Cuando supe que Marielle Franco había sido asesinada, acababa de llegar de Anapu, la ciudad que recibió la sangre de Dorothy Stang. Cuatro tiros habían destrozado la bonita cabeza de Marielle y también aquella sonrisa que hacía que incluso yo, que nunca la conocí, tuviera ganas de reír con ella. Todavía las tengo cuando veo su fotografía. Y me río con Marielle. Y entonces me acuerdo del horror de la destrucción literal de su sonrisa. Y no lloro. Escribo.
Cuando me llegó la noticia, todavía estaba en la Amazonia, pero me preparaba para coger un avión hacia São Paulo. Cargaba en mi cuerpo el horror de haber constatado que la violencia contra los pequeños agricultores en el estado de Pará era, en aquel momento, peor que en 2005, año del asesinato de Dorothy. En Anapu, había un sendero rojo sangre de 16 ejecuciones de trabajadores rurales desde 2015, personas que no tenían la nacionalidad estadounidense para llamar la atención de la prensa.
Dos días antes, en la carretera de Anapu, me había alcanzado la noticia del asesinato de Paulo Sérgio Almeida Nascimento, director de la Asociación de los Caboclos, Indígenas y Quilombolas de la Amazonia. Paulo recibía amenazas por su actuación y varias veces pidió protección policial. Pedía que el gobierno federal y el del estado de Pará, además del ayuntamiento de Barcarena, tomaran alguna actitud con relación a la empresa minera noruega Hydro Alunorte, de la que existían pruebas que había contaminado el agua de los ríos de la región, amenazando la vida de la población y el medio ambiente. Paulo fue asesinado dos días antes que Marielle.
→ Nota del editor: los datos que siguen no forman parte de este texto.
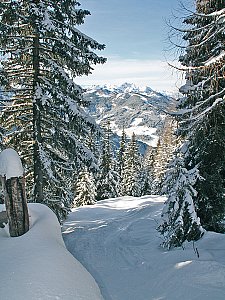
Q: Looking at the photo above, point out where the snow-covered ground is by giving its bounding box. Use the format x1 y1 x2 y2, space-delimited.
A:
63 196 225 300
0 204 102 300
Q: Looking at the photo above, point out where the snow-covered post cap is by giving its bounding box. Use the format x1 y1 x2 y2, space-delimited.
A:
0 148 24 180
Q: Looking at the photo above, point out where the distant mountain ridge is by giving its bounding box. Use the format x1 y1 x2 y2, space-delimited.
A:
84 83 174 147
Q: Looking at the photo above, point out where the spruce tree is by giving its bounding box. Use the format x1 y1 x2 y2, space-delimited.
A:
158 146 204 249
96 121 119 200
117 126 126 177
179 0 225 232
120 133 142 197
0 0 105 218
73 167 96 207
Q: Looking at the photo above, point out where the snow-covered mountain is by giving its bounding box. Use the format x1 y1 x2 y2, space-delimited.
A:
84 83 174 146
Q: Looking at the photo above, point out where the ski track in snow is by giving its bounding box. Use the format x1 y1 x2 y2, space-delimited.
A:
63 196 225 300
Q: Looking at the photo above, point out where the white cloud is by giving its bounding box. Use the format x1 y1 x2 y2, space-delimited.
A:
76 57 182 91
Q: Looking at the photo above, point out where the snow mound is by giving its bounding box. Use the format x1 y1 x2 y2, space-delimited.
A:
63 196 225 300
0 204 102 300
0 149 24 179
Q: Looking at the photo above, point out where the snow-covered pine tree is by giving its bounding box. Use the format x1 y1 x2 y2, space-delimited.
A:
119 133 142 197
73 167 96 207
117 126 126 177
158 144 204 249
141 146 156 195
96 121 120 200
179 0 225 232
153 115 176 194
0 0 105 218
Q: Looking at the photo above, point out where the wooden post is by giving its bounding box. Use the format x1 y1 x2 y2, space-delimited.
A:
0 149 29 237
2 177 29 237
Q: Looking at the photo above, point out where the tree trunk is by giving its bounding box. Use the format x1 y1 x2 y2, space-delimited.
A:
33 21 43 203
2 177 29 237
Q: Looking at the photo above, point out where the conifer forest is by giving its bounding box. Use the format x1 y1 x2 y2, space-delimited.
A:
0 0 225 300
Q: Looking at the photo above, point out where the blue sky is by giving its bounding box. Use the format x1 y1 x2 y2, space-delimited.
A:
78 0 192 90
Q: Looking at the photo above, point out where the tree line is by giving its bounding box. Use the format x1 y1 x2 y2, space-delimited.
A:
158 0 225 248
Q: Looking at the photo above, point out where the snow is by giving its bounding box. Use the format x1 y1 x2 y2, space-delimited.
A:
116 125 159 147
0 149 24 179
0 204 103 300
63 196 225 300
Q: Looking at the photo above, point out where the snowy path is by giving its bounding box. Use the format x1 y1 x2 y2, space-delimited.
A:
63 196 225 300
0 203 102 300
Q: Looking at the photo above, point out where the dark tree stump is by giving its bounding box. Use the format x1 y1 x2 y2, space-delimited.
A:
2 177 29 237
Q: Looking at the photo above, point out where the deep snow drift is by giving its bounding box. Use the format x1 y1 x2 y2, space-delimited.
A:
0 204 102 300
63 196 225 300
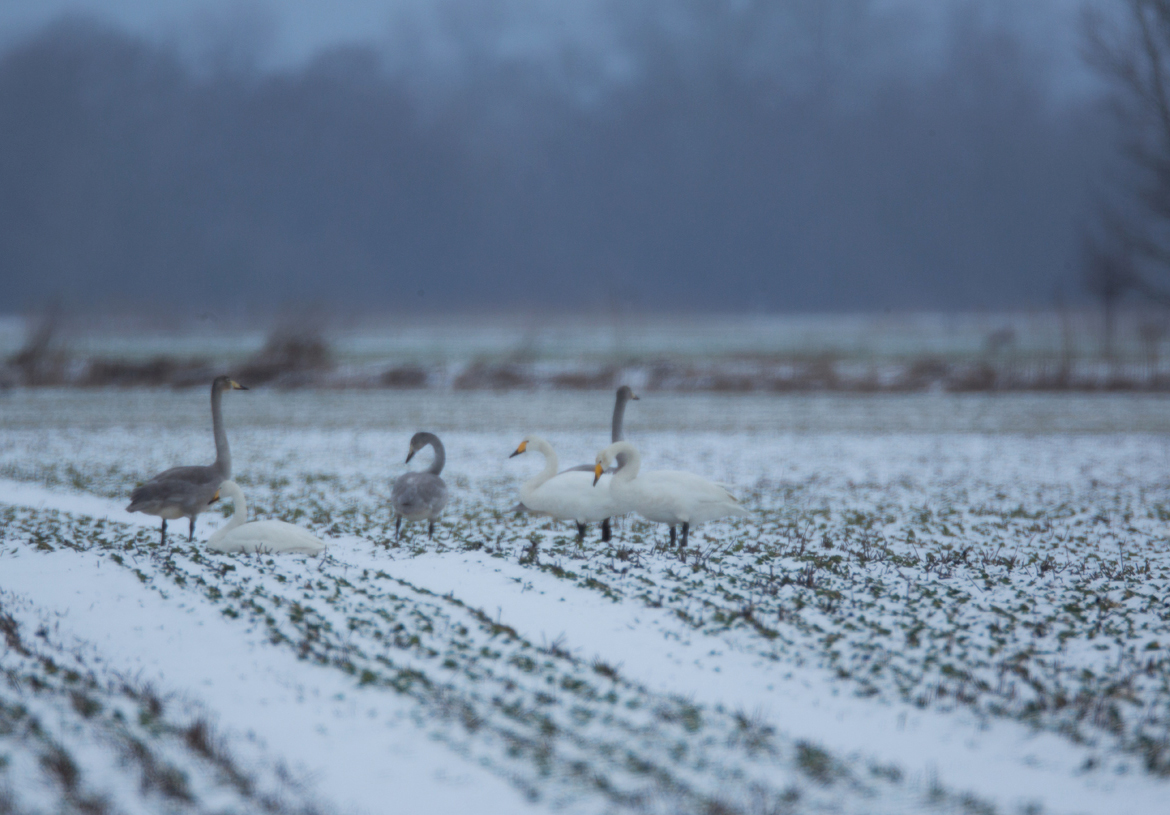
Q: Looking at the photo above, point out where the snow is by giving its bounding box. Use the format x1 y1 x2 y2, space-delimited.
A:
0 394 1170 815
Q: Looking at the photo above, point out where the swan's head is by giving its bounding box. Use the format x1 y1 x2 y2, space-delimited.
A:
593 450 613 486
406 431 431 464
212 377 248 392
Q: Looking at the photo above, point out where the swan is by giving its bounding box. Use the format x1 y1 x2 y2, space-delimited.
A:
509 436 621 540
126 377 248 544
515 385 638 543
593 442 751 548
390 433 447 539
207 481 325 554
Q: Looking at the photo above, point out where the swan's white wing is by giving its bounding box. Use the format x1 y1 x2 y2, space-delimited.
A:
524 470 621 524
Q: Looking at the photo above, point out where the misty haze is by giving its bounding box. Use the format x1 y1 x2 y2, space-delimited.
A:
0 0 1117 315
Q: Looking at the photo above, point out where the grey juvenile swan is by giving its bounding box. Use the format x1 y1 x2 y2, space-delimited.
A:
390 433 447 539
126 377 248 544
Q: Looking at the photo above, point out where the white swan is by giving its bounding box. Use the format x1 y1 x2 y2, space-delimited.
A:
509 436 621 540
207 481 325 554
593 442 751 548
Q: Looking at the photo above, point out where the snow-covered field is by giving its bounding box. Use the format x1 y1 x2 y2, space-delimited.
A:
0 389 1170 815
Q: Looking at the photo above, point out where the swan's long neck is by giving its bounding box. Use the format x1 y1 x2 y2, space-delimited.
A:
521 438 557 496
427 433 447 476
212 385 232 478
610 389 629 442
220 481 248 533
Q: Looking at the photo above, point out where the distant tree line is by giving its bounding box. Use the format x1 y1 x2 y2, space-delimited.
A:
0 0 1114 311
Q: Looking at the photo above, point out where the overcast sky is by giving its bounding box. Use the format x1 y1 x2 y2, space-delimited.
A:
0 0 1087 83
0 0 1116 311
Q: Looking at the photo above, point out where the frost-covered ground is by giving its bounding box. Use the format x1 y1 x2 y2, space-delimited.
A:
0 391 1170 815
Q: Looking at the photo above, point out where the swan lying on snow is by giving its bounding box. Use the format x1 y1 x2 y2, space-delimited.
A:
207 481 325 554
509 436 621 539
593 442 751 547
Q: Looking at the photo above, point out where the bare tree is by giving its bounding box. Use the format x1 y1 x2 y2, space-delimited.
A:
1083 0 1170 299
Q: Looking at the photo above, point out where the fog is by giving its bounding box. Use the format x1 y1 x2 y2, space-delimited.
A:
0 0 1116 313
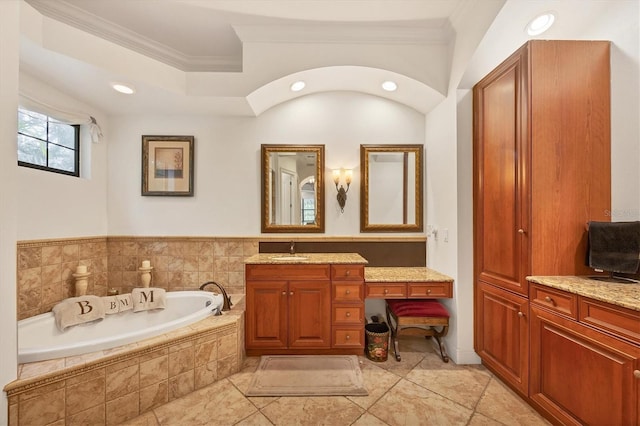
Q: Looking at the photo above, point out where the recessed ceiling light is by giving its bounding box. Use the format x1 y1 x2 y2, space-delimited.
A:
527 12 556 36
382 80 398 92
291 81 306 92
111 83 136 95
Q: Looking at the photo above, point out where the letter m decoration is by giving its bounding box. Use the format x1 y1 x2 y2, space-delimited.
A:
140 290 153 303
78 300 93 315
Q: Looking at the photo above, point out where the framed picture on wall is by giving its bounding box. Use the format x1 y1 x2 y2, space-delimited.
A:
142 135 193 197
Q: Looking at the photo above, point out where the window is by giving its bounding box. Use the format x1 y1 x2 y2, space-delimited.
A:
18 108 80 176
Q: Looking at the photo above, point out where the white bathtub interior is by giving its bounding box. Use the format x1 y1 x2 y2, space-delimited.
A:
18 291 223 364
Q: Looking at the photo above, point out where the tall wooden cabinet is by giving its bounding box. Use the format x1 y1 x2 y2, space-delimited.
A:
473 40 611 396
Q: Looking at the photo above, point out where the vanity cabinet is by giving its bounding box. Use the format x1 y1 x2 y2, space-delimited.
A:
366 281 453 299
331 265 364 353
473 40 611 397
530 284 640 425
245 265 331 353
245 264 364 356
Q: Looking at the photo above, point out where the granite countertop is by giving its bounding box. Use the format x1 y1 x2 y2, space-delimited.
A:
364 266 453 283
527 276 640 311
244 253 369 265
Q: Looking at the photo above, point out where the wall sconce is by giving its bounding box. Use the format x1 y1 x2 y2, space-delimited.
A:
333 170 353 213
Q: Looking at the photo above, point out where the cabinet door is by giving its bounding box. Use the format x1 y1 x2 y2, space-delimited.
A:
245 281 289 349
288 281 331 348
474 45 529 295
530 306 640 425
475 281 529 397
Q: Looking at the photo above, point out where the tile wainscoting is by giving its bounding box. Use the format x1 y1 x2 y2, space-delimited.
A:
17 236 258 320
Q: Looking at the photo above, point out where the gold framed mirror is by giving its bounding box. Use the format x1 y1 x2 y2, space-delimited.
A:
360 145 424 232
261 144 324 233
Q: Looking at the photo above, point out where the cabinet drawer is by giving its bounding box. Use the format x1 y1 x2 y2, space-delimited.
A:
407 282 453 299
332 327 364 348
333 282 364 302
331 265 364 281
245 264 330 280
529 284 578 320
580 297 640 345
366 283 407 299
332 303 364 325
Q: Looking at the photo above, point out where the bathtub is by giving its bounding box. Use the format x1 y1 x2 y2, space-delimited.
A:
18 291 223 364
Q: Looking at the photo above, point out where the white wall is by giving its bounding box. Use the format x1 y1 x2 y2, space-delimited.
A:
0 0 20 425
12 73 109 240
108 92 424 236
604 2 640 222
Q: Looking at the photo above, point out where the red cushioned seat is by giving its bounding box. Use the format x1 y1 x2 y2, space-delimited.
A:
386 299 449 362
387 299 449 318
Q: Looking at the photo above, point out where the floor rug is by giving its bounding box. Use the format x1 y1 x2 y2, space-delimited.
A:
246 355 368 396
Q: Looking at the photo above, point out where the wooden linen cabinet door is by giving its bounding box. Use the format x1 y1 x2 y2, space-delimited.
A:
288 281 331 348
475 282 529 398
474 44 530 295
245 281 289 349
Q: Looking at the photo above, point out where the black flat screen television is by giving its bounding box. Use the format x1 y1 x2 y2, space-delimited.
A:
587 221 640 281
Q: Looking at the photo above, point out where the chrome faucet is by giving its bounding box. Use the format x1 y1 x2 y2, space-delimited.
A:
200 281 233 311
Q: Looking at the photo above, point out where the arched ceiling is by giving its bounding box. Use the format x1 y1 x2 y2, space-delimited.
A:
20 0 623 116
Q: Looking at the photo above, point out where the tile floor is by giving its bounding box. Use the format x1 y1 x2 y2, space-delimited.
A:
121 336 549 426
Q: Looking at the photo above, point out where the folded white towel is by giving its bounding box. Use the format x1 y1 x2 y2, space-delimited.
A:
115 293 133 312
102 296 120 315
53 295 105 331
131 287 167 312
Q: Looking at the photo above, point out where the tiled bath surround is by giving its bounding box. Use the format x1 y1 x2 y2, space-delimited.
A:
5 295 244 426
11 237 258 426
17 237 258 320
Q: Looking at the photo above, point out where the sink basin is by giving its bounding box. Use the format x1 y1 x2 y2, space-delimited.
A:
271 255 309 262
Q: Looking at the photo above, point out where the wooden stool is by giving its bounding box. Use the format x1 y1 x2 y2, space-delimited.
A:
386 299 449 362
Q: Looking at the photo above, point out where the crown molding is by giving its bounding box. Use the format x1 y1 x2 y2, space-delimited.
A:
233 19 454 45
29 0 242 72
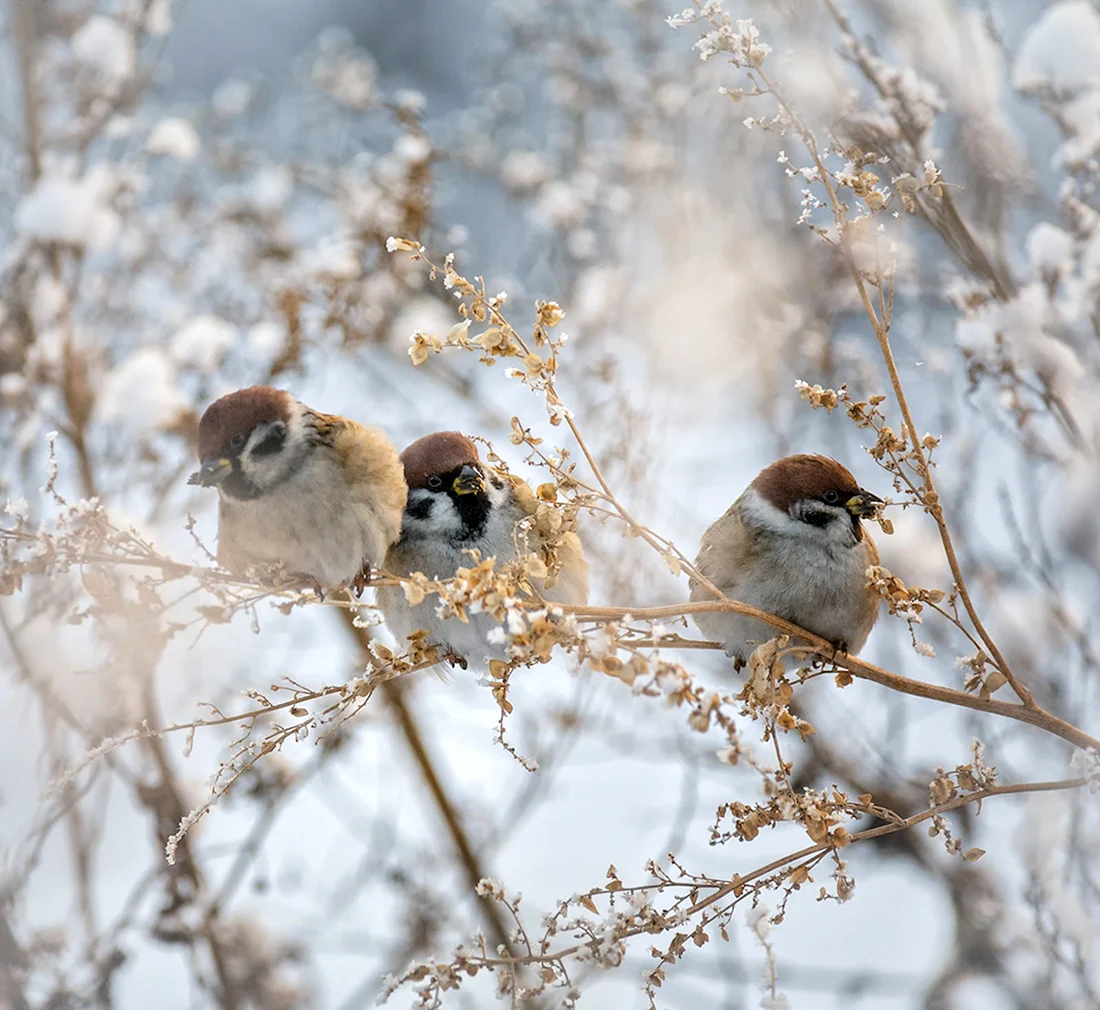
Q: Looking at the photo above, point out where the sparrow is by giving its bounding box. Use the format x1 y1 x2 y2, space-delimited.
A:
187 386 407 593
691 455 882 669
377 431 589 667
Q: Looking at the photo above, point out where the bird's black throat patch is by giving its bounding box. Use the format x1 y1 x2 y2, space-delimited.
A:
447 488 492 540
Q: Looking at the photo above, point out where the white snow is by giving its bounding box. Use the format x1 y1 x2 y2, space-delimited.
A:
1012 0 1100 91
211 77 255 119
248 319 285 361
244 165 294 213
15 168 119 250
73 14 138 81
96 347 188 435
172 316 238 375
501 151 550 193
145 0 172 39
394 133 431 165
145 116 200 162
1027 221 1074 276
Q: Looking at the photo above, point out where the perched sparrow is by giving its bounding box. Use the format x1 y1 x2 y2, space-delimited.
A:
691 455 882 667
378 431 589 666
187 386 407 589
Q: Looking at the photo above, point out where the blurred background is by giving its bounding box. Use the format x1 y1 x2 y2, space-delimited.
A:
0 0 1100 1010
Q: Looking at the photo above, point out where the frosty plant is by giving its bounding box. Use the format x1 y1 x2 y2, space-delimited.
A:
0 0 1100 1010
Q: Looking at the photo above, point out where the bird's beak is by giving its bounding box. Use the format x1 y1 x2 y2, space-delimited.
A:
451 463 485 494
187 457 233 487
844 488 882 516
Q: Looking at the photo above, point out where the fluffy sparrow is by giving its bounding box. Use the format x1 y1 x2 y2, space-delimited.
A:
378 431 589 666
691 455 882 667
187 386 406 590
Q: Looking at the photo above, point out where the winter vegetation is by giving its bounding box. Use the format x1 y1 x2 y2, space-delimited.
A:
0 0 1100 1010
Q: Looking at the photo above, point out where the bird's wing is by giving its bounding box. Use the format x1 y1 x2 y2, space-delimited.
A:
691 498 758 600
325 415 408 554
494 470 589 606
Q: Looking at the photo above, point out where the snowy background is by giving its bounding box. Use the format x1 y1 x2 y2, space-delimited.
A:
0 0 1100 1010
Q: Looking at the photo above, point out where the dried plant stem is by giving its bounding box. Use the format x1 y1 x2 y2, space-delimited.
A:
11 0 42 184
755 68 1037 709
340 611 512 951
561 600 1100 750
483 777 1092 967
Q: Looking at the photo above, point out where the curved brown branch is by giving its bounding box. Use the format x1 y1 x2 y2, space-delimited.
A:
561 600 1100 750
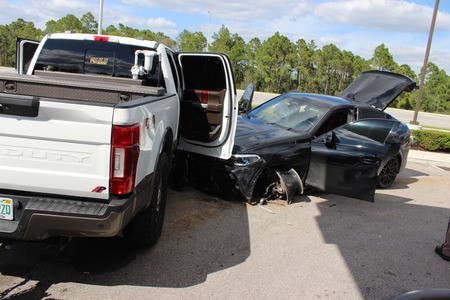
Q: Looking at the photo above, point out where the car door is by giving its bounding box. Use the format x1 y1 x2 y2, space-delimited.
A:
16 38 39 74
306 119 396 202
177 53 238 159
En Anapu, había escuchado al padre Amaro Lopes afirmar que sabía que estaban tramando algo contra él, que se inventarían algo para interrumpir su lucha. Lo consideraban el sucesor de Dorothy Stang en la protección de los derechos de los trabajadores rurales y de la selva amazónica en la región. Para mí, estaba claro que las reales sucesoras de Dorothy eran las monjas con quien compartía casa y que seguían su trabajo sin derrapar en vanidades personales. Sin embargo, el trabajo de Amaro Lopes era lo suficientemente importante como para que lo interrumpieran con violencia. Dos semanas más tarde, como había previsto el padre, la policía de Pará lo detuvo en una operación cinematográfica y lo acusaron de casi todo. El objetivo era asesinar su reputación y neutralizarlo. Y lo consiguieron.
Cuando me enteré de la muerte de Marielle, este era el mapa de muertes a mi alrededor, solo en el pequeño círculo que era yo. Esas muertes, aunque no directamente, estaban conectadas. Expresaban un nuevo momento del país, uno en que la vida valía todavía menos y la justicia estaba todavía más ausente, cuando no en connivencia con los crímenes.
Desde 2015, la tensión en el campo y en las periferias urbanas crecía en Brasil. Era el resultado directo del debilitamiento de la democracia por el proceso de impeachment, que siempre se siente primero en los espacios más distantes de los centros de poder. Incluso antes de que la destituyeran, Dilma Rousseff, del Partido de los Trabajadores (PT), estaba concediendo lo que no se puede conceder, en su desesperación de impedir el proceso que la arrancaría del cargo para el que fue elegida. En la Amazonia, estos mensajes se interpretan con literalidad. Y autorización.